Tuesday, 12 April 2011

Aerosol sprays.

In about 1999, my family and I went to visit some friends of the family in Port Alberni, BC.  When the hostess pulled out the can to the left of this paragraph to spray some olive oil on a pan, I was intrigued.  A couple years later, I came across one of these Mistos at The Bay, and purchased it.  They were about 60% more expensive back then compared to now, but I would do it all over if I could.  At the time, I was concerned (mistakenly) about aerosols, because concerns about aerosols and CFCs had somehow become an issue, so in my mind buying a Misto was an excellent way to address that problem.  The issue with aerosols and CFCs was apparently resolved decades prior to that, because now a different propellant is used in aerosol sprays that does not contribute to the greenhouse effect.  I'm not 100% sure I believe that there is no damage caused by aerosols in their current form, but for the sake of this blog entry, I'm willing accept it for now. 

In any event, we will assume that aerosols are safe and that no negative effects arise as a result of the actual act of spraying them.  Are there any other reasons why someone being eco-friendly and trying to save money might still think of investing a little extra money to purchase a Misto?  Well, to start off, there is the fact that I have spent about $1.00 on cooking spray in the past decade that I've had my Misto (other than the initial up-front investment of about $15.00 for the Misto).  I have had to refill it either twice or three times since I got it.  I'm not sure what others spend on cooking sprays, but I'm going to have to guess that even one disposable can costs more than that.  Multiplied by the number of cans that a household might go through in a decade and I think the Misto comes out as the clear winner on the economical front.

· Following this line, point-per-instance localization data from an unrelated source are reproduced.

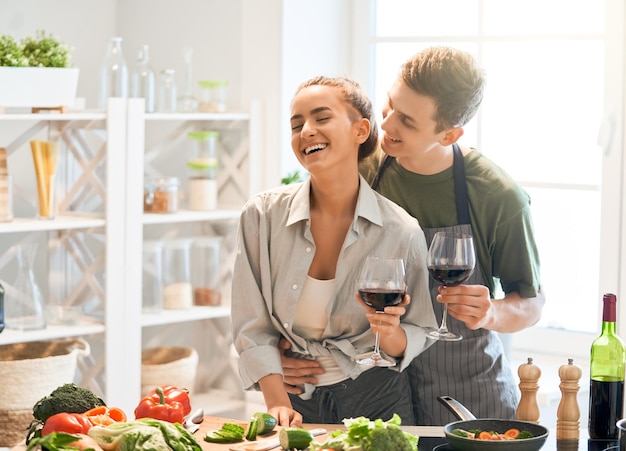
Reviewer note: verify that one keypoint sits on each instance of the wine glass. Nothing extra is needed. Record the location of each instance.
(380, 284)
(451, 260)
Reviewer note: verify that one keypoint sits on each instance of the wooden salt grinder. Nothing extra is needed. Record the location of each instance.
(568, 413)
(529, 374)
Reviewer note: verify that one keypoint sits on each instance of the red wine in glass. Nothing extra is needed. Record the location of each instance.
(381, 283)
(378, 298)
(450, 261)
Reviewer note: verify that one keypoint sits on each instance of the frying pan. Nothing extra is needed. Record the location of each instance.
(469, 421)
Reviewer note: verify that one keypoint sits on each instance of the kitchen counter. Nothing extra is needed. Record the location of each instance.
(430, 437)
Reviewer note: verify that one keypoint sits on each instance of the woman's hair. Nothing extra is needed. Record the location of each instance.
(451, 78)
(356, 97)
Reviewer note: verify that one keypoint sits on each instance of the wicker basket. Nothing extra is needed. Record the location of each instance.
(30, 371)
(168, 365)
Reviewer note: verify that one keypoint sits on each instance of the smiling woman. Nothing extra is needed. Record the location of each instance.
(300, 249)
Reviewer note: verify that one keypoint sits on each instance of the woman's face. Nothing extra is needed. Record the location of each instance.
(325, 130)
(408, 122)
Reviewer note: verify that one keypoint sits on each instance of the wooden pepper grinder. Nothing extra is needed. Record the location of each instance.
(529, 374)
(568, 413)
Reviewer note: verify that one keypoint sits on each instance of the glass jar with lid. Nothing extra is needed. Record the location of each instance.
(177, 288)
(152, 282)
(212, 96)
(160, 194)
(202, 164)
(205, 270)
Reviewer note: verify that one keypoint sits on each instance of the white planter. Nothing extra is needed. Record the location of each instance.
(45, 87)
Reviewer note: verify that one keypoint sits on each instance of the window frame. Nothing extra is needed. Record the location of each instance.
(612, 273)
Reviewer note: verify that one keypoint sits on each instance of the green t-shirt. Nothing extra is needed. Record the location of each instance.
(499, 213)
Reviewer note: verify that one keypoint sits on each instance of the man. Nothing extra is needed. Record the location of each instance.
(451, 187)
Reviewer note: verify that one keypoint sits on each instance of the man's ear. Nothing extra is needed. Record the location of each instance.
(363, 130)
(451, 136)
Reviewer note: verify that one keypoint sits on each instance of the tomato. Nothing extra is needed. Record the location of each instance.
(72, 423)
(104, 416)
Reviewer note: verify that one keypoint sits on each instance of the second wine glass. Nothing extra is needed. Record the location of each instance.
(451, 260)
(380, 284)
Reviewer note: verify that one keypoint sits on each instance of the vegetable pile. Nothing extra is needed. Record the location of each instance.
(74, 418)
(364, 435)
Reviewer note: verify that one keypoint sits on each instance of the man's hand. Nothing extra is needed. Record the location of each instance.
(297, 371)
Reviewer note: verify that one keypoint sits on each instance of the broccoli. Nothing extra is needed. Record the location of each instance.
(67, 398)
(390, 437)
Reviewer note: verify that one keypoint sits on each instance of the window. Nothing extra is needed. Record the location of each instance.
(550, 65)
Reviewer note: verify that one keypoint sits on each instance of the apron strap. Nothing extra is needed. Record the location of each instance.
(460, 186)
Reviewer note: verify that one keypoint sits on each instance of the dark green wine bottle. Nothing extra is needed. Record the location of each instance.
(1, 308)
(606, 391)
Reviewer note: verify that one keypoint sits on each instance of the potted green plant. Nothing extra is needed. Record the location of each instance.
(36, 72)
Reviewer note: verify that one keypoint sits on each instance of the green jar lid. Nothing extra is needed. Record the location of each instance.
(202, 164)
(212, 83)
(203, 135)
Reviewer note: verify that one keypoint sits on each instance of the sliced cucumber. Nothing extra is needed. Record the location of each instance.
(267, 423)
(252, 429)
(295, 438)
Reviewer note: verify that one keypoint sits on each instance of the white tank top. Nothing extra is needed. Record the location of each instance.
(311, 320)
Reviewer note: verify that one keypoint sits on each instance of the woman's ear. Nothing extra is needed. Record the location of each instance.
(451, 136)
(363, 130)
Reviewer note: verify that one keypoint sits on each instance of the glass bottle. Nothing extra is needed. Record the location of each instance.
(202, 164)
(143, 79)
(606, 392)
(187, 102)
(113, 73)
(24, 306)
(167, 91)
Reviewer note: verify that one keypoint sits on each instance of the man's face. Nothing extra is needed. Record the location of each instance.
(408, 122)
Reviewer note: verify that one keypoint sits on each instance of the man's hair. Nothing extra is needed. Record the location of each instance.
(451, 78)
(356, 97)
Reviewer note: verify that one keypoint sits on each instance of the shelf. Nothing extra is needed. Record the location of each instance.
(73, 116)
(58, 223)
(197, 116)
(189, 216)
(178, 316)
(86, 326)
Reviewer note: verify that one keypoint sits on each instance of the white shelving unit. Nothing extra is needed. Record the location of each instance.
(102, 203)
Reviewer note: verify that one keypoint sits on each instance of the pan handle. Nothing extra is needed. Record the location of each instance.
(457, 409)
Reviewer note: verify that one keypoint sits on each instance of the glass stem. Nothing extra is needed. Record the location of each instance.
(444, 325)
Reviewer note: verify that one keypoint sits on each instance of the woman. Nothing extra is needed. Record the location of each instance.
(300, 250)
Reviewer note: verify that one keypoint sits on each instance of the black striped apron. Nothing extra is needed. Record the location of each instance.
(474, 370)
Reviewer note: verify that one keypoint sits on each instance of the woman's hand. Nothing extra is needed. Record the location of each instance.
(392, 336)
(286, 416)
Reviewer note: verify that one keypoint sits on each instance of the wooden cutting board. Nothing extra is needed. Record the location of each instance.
(212, 423)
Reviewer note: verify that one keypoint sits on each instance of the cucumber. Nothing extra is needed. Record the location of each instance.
(267, 423)
(294, 438)
(221, 436)
(252, 429)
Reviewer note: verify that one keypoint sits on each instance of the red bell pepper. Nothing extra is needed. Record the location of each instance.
(166, 403)
(104, 416)
(71, 423)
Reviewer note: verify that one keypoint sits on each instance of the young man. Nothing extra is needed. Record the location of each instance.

When it comes to the environmental impact, it seems that the reusable nature of the Misto would have a clear advantage over disposable cans.  I'm not 100% sure whether the manufacturing process to make the Misto bottle would create an equal or greater impact than one disposable can, but I can imagine that it would, give the fact that it is made of heavier metal.  Nevertheless, when you take into account the number of additional cans that the Misto will eliminate the need for, I am going to assume that the manufacturing impact is less overall for the Misto.  Also, because it means you send less garbage to recycling (it appears that cooking spray cans  may be recycled, at least in some areas), there is less environmental impact and energy used over the lifetime of the product.

So, you may ask, how are Mistos used and would I buy one again?  Whenever I am thinking of buying something, I always try to ask others whether they would consider buying the same product again.  This has saved me hundreds of dollars on products that I thought would be great, but don't work well in practice.  The Misto works by the operator pushing down and pumping the lid of the Misto bottle, which pushes air into the canister and builds up pressure.  After a few pumps (about four or five before it becomes too difficult to continue pumping due to pressure build up) you take off the lid to spray the oil just like any other cooking spray, except that it will not continue spraying for more than about seven seconds or so.  When I oil my muffin tins, for example, I can spray the spaces for about three of the muffins before I have to re-pump.  The only time I have run into any issues with the Misto have been the result of operator-error, i.e. when I have sprayed for too long and the Misto has lost pressure, then the oil comes out in a stream as opposed to a spray.  When you run out of oil in the Misto, you can unscrew the top, rinse it out, then refill it.